As one facilities leader put it: 

“Doing more with less is giving our frontline workers what they need every second of the day, in a format that makes sense to them… I just don’t know how they did their job beforehand—whiteboards, ring binders… There’s still a lot of that in the basements of our customers.” 

How Willow Solves This: 

Tools like Willow Copilot make advanced insights accessible to all—not just BIM experts or software engineers. Natural language queries mean anyone can get precision answers and act with confidence.

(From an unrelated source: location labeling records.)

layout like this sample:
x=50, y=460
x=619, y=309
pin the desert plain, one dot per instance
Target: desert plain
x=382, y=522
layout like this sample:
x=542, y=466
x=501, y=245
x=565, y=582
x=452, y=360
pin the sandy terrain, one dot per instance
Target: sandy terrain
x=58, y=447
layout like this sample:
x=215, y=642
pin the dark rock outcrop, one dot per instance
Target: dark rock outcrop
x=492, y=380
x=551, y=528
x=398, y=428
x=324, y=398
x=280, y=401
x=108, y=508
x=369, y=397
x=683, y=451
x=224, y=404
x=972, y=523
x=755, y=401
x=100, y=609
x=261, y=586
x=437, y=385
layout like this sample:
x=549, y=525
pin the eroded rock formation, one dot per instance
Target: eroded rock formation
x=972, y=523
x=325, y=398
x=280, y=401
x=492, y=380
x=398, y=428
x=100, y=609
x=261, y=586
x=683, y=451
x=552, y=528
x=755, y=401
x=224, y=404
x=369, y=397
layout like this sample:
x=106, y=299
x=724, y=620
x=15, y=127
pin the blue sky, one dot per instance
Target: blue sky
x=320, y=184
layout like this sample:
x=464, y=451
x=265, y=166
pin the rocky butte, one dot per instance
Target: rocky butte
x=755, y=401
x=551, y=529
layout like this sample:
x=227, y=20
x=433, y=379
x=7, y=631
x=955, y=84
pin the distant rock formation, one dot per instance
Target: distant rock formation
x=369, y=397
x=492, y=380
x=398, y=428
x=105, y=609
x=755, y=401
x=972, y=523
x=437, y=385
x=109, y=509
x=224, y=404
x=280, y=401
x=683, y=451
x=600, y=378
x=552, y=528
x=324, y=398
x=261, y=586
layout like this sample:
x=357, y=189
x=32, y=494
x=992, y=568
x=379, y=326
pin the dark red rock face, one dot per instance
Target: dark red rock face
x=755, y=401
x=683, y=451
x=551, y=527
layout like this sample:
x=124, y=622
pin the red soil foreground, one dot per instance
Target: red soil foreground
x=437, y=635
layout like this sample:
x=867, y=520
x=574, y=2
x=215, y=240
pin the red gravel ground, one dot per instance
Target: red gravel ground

This shift improves workflows and unlocks new ways to find and scale digital initiatives as well. Rather than wait for new funding, leaders are redirecting existing capital—like small CapEx allocations—toward digitizing infrastructure. This helps them identify underutilized space, avoid unnecessary builds, and make data-backed decisions that stretch every dollar further. 

Another facilities leader had this to say:  

“We had a provost request a new College of Business building. But with digital occupancy data in Willow, we realized we could renovate the existing one instead. That’s how we work smarter with the dollars we have.” 

Closing Thoughts 

The journey to unify IT and OT isn’t linear, but it’s no longer theoretical. Organizations that invest in the right systems, the right people, and the right data architecture are quickly gaining operational clarity, financial returns, and strategic agility. 

IT/OT convergence is foundational to unlocking operational AI, enabling digital twins, and future-proofing not only your built environment but the built world. With the right approach, your data estate becomes a competitive differentiator and not just a technical asset.